The argument began when a Waffle House employee cursed at people in his group after they sat at a table that had not been cleaned yet, he said. Then, Wall said, a waitress called the police.
In a second tweet, King referred to a separate incident at an Alabama Waffle House, where an employee called the police on Chikesia Clemons after she asked for the phone number for the chain's corporate office.
"Ms. Clemons was violated by police," King wrote. "Her breasts were exposed. It barely garnered national attention. Do #BlackLivesMatter? Do #BlackWomenMatter?"
Rev. Jesse Jackson Sr. also shared the N&O story. On Facebook, Jackson wrote "Not again. #StopTheViolence #SaveTheChildren."
A video Wall posted to Facebook shows Wall in his tuxedo being choked by a police officer, then slammed to the ground.

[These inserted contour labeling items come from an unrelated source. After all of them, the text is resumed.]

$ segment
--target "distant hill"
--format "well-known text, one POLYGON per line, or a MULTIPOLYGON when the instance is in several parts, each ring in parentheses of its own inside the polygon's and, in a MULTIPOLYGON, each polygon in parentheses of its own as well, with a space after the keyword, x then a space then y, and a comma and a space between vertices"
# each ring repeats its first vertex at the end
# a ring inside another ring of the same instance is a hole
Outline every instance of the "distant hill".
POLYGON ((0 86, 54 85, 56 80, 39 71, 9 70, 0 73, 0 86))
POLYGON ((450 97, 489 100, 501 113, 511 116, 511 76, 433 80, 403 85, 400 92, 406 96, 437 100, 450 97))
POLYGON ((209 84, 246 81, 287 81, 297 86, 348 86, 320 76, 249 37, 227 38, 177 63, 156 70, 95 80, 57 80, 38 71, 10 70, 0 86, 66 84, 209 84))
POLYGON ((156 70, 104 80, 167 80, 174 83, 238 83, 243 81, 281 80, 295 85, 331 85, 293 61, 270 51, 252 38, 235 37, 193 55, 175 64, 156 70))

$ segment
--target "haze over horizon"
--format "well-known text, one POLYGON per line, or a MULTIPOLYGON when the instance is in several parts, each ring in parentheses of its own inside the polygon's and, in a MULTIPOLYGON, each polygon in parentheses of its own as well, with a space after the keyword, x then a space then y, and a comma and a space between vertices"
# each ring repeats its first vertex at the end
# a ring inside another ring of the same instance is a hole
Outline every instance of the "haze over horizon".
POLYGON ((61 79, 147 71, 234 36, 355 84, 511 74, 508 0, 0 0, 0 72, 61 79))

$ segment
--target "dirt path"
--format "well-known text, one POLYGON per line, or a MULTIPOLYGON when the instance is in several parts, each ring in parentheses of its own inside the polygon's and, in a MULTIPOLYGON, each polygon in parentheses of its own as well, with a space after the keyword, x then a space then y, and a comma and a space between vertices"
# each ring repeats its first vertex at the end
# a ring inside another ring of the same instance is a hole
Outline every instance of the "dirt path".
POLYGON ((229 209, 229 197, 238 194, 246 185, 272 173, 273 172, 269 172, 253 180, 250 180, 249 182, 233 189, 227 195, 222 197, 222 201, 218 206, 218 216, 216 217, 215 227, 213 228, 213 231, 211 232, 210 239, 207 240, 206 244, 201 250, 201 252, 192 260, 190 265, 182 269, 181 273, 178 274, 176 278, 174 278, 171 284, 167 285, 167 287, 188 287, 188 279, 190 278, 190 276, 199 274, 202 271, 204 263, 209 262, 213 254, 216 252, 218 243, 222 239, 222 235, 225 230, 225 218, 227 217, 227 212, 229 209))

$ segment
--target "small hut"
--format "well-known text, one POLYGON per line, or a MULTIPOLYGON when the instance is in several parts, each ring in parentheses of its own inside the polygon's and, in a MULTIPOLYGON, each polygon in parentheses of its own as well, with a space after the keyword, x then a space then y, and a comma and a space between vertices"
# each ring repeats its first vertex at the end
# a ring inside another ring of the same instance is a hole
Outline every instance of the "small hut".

It was unclear why Wall was choked or slammed by the officer. The video — which features strong language — does not show anything before the physical altercation. Wall had his arms raised above his head before the officer began to choke him.
Wall told The News & Observer in an interview on May 9 that his head and back were injured in the altercation and he had a cut on his arm. The video shows him struggling on the ground while the officer tries to put him in handcuffs.
In the video, Wall can be heard demanding the officer's supervisor.
Warsaw Police Chief Eric Southerland said the officer belonged to his department and the incident was being investigated by police and District Attorney Ernie Lee. Lee said he has asked the the State Bureau of Investigation to assist.
When asked if the officer's behavior in the video reflects what Warsaw officers are trained to do in such situations, Southerland said "no."
"It's not what you're trained to do in incidents like this but when you're dealing with someone fighting and resisting against an officer, you try to use proper tactics and go for one move, but that might not work because that person is moving or the officer is moving," Southerland said. "In real versus training situations, moves don't always work out like you want them to."